Susan has just turned forty and she expected that she might get cancer since both her mother and grandmother had died of cancer when they turned forty. She was determined to do whatever it takes to protect herself. She ate right and exercised and every year from when she was 25, she went for a mammogram, travelling as far as South Africa since she could not get that done in Uganda at the time. Last year, Susan got the news that she has been dreading all her life, she was found to have a suspicious spot on her left breast. It was confirmed later that it is cancer.

Fortunately for Susan, it had been caught early as a result of her regular checkups. Among the young in Uganda, breast cancer cases are on the rise as the awareness levels of women is also increasing. This is according to Dr. Jacinto Amadua, the commissioner clinical services, in the Ministry of Health. He attributes the increase to the fact that more young women are coming up for the test as compared to the past when it was only the older women coming forth. Some young women believe that they are too young to get cancer and thus ignore the call for screening. In the rural areas, the lumps found in the breasts are dismissed as cysts and by the time the women seek professional medical advice, it is often too late.

Screening does save lives as when detected early, treatment can start immediately. Still, the main problem is that there is widespread ignorance in most parts of the country. Inadequate infrastructure and shortage of cancer specialists means that most people have no access to early diagnosis, treatment or palliative care-all of which have contributed to the increase of cancer cases in the country.

Dr Olive Sentumbwe, a senior gynecologist at the World Health Organisation, said health workers need to create a more inviting environment for women so that they can easily open up.
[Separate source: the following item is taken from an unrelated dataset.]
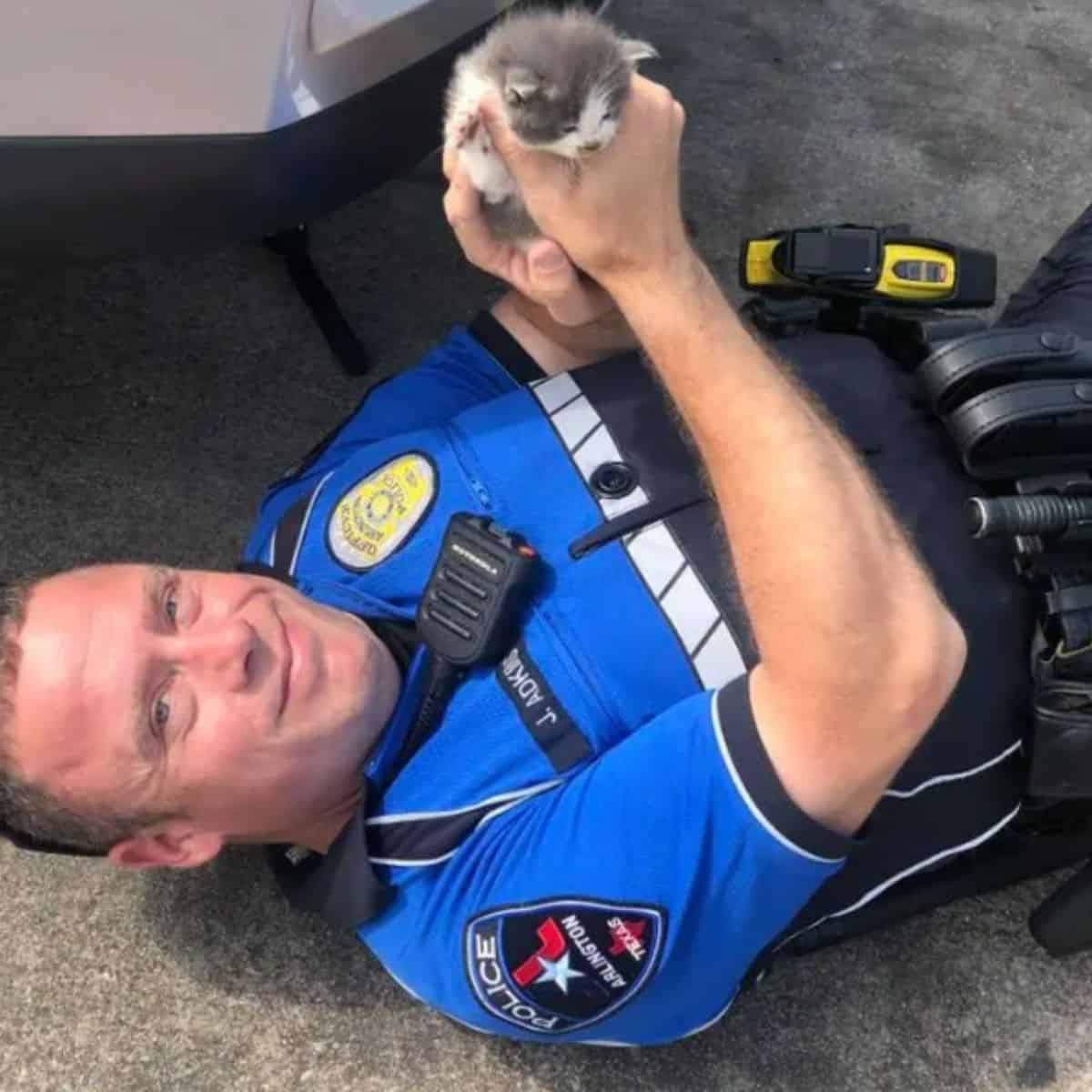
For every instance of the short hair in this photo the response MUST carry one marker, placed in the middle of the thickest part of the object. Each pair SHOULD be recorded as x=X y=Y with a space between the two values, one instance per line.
x=31 y=816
“Once the woman knows that there is a level of confidentiality and privacy between her and the health worker, then she can easily accept to be screened. Men and women fear to expose their privacy.”

Health works across the country are sensitizing the population on the pros and cons of cancer screening. They advise women to get tested especially if they have a family history, if they know that they have a risky mutation and if they have ever suffered from cancer because the chances are that they may develop another unrelated form of cancer. They also caution women on holding back on screening if they are suffering from another serious illness, if a person is sick and frail and if a woman is too scared to undergo the test. In this case they take the woman through counseling to build a trust and friendship first.
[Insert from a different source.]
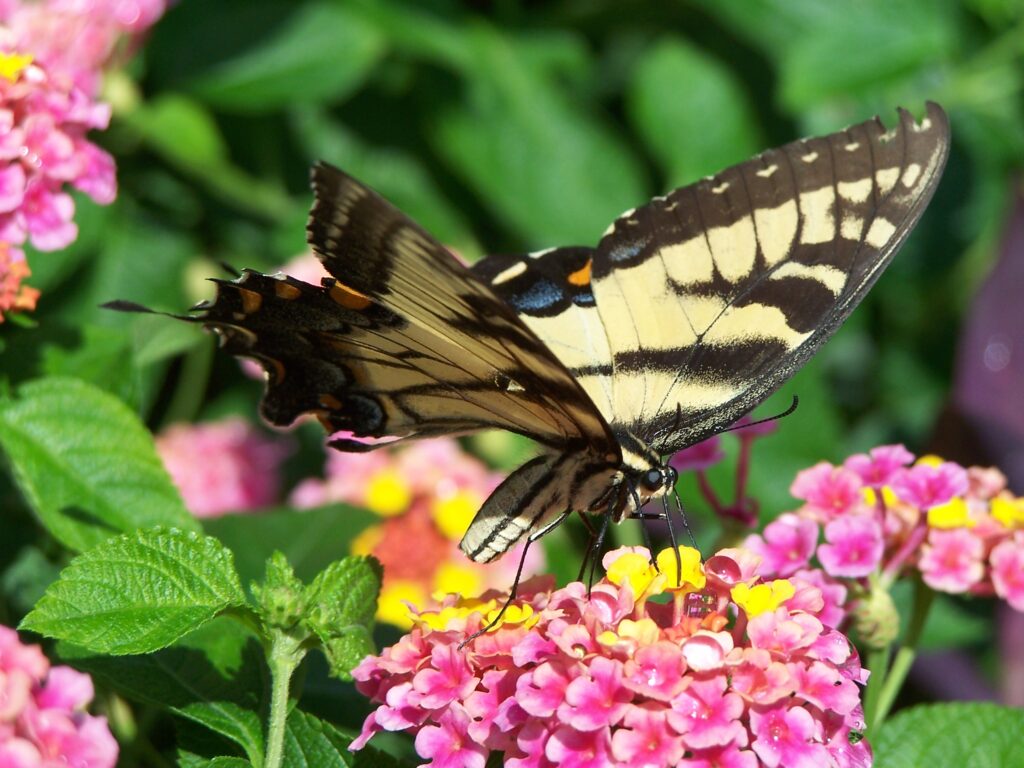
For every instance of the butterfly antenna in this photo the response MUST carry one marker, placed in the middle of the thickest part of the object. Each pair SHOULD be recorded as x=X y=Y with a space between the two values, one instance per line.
x=540 y=532
x=776 y=417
As much as there are no proven causes of cancer worldwide, in Uganda even in modern circles there is a lot of misconception about what causes breast cancer. Some people say that it is caused by deodorants and other anti-perspirants, wearing a tight bra, and may be contagious. None of these factors have been shown to increase a woman’s risk of developing breast cancer though.

So far there are only two screening places in Uganda, both of them at the Mulago hospital in Kampala. The Cancer Institute intends to train more health workers around the country so that screening will be available at every health center across the country. Hopefully in the long run, many more women will take the test and get treated early if cancer is detected.